Informatica Cloud Data Integration Elastic (CDI-E)

Spread the love

1. Introduction

Informatica Cloud Data Integration is a cloud platform that allows users to seamlessly connect, integrate, and transform data across various sources and targets in cloud and hybrid environments.

Informatica Cloud Data Integration Elastic also known as Advanced Cloud Data Integration extends the capabilities of Informatica Cloud Data Integration with enhanced scalable and flexible features for complex data integration scenarios.

In this article, let us understand what Cloud Data Integration Elastic is, how is it different from Cloud Data Integration, its features and benefits.

2. What is Informatica Cloud Data Integration Elastic?

Informatica Cloud Data Integration Elastic (CDI-E) enables you to process your data integration jobs using Spark serverless engine running on a Kubernetes cluster. With Cloud Data Integration Elastic the users do not have to manage Spark. The Elastic Secure Agent handles the conversion of mappings into Spark code and running them on advanced clusters on cloud platform of your choice. This helps run your data integration jobs in multiple clouds.

In CDI-Elastic, the Secure Agent resides in the customer managed infrastructure and data is processed in automated infrastructure whose life cycle is managed by Informatica.

3. Difference between CDI and CDI-Elastic?

Below are the differences between Cloud Data Integration and Cloud Data Integration Elastic

CDI vs CDI-Elastic
CDI vs CDI-Elastic

3.1. Infrastructure Management

In Cloud Data Integration, you are responsible for managing the underlying compute resources required for data integration tasks. You need to ensure that the infrastructure can handle the expected data volumes and processing demands efficiently.

Cloud Data Integration Elastic takes a serverless approach to infrastructure management.
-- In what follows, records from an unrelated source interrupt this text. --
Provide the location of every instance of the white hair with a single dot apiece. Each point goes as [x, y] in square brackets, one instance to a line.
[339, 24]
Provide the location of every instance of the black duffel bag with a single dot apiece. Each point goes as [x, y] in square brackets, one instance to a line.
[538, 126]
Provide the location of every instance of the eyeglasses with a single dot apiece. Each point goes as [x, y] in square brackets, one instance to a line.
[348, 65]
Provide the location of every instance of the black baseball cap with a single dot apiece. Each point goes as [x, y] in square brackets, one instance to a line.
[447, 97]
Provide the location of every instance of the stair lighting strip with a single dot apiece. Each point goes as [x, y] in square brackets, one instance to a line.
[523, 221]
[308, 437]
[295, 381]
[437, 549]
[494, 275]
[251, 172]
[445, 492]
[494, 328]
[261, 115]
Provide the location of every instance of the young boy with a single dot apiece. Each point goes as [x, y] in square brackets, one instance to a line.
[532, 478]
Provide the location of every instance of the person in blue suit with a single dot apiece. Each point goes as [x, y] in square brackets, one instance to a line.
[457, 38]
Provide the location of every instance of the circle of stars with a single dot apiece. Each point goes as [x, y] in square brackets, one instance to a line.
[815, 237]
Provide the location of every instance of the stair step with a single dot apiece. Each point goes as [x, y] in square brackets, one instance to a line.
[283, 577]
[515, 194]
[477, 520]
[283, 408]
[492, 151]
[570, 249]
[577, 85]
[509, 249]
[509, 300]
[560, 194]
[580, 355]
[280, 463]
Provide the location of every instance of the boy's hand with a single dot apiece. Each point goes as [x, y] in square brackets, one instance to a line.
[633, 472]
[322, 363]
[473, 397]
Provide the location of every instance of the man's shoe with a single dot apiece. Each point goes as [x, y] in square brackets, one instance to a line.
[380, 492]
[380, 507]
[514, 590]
You don’t need to worry about configuring or scaling compute resources manually. The platform dynamically allocates and manages resources based on workload demands.

3.2. Compute Engine

In Cloud Data Integration, the Secure Agent orchestrates and executes data integration jobs on the Data Integration Server engine. This engine is optimized for a wide range of data integration tasks, providing versatility and reliability.

In Cloud Data Integration Elastic, the Secure Agent takes advantage of an advanced Spark serverless engine. This engine is specifically designed to handle large-scale data processing tasks with efficiency and scalability.

3.3. Workload Data Volume

Cloud Data Integration is well-suited for low to medium workloads. It efficiently manages data integration tasks involving moderate data volumes and complexity.
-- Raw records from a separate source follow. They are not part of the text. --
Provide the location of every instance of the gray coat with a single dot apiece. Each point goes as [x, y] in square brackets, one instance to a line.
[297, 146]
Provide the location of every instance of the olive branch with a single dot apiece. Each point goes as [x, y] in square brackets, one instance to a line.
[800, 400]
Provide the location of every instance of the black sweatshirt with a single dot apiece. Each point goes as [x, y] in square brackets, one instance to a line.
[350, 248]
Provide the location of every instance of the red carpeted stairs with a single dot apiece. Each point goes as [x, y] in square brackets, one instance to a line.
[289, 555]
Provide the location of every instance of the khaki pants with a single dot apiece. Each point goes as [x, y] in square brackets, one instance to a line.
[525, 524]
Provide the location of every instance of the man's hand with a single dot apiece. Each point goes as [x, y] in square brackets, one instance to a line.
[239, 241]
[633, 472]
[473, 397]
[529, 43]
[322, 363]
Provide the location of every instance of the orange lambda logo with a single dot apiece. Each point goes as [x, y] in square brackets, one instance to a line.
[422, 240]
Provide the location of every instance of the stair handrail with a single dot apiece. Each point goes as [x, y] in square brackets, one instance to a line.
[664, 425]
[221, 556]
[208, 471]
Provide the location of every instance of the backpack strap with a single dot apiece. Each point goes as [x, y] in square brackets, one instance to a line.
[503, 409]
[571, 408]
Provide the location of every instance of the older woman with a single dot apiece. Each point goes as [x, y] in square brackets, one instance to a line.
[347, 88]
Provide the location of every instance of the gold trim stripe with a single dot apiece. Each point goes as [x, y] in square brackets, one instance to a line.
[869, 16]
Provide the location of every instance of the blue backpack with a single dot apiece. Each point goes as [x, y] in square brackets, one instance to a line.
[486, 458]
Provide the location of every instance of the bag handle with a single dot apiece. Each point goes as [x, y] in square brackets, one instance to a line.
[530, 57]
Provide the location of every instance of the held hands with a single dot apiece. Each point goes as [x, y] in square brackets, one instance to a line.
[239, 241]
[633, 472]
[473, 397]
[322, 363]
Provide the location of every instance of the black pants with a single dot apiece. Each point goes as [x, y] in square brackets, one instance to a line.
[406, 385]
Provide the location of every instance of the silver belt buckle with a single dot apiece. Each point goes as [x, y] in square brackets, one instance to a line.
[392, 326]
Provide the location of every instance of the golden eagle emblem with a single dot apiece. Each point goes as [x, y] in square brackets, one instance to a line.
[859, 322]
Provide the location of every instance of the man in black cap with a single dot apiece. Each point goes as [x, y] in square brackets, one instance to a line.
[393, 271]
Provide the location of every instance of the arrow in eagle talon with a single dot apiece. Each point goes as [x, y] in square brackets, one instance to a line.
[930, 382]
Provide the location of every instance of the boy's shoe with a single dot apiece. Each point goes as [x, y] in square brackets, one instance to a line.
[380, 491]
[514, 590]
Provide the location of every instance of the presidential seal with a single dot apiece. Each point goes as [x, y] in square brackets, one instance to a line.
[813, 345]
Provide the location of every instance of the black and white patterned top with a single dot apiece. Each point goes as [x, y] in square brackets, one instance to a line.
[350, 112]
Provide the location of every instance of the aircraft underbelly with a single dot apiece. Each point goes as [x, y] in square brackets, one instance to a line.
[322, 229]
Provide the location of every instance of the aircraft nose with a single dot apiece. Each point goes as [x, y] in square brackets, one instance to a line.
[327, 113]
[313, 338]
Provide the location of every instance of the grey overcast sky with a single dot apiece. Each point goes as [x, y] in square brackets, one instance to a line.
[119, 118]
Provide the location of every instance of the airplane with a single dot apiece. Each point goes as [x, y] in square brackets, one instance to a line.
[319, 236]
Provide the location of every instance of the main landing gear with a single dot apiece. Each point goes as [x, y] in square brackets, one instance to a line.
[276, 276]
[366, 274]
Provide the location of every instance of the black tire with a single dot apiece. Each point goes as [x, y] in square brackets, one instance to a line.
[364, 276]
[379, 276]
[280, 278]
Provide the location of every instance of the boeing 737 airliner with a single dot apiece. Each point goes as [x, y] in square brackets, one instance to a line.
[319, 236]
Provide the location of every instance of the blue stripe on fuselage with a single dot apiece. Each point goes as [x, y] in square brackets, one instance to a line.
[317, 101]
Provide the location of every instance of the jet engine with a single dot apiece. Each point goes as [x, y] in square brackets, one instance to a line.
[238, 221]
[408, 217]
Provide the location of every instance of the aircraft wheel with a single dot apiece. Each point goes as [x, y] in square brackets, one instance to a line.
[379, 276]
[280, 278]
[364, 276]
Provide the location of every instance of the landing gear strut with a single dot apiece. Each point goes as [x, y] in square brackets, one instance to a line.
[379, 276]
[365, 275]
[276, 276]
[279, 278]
Cloud Data Integration Elastic is well-suited to handle medium to high workloads. It excels in scenarios where large data volumes need to be processed, transformed, and integrated.

4. Execution Life cycle of Cloud Data Integration Elastic

The Cloud Data Integration Elastic relies on execution of jobs using Apache Spark on Kubernetes. It is called as IICS based Spark Serverless solution.

Apache Spark is an open-source, powerful data processing framework used for big data workloads. Spark features a distributed processing model, where tasks are divided and executed across multiple computers or nodes in a cluster, allowing for parallel computation and enabling scalability.

Kubernetes is an open-source system for automating deployment, scaling, and management of containerized applications. It also creates and manages clusters of computers to ensure your apps run reliably and efficiently.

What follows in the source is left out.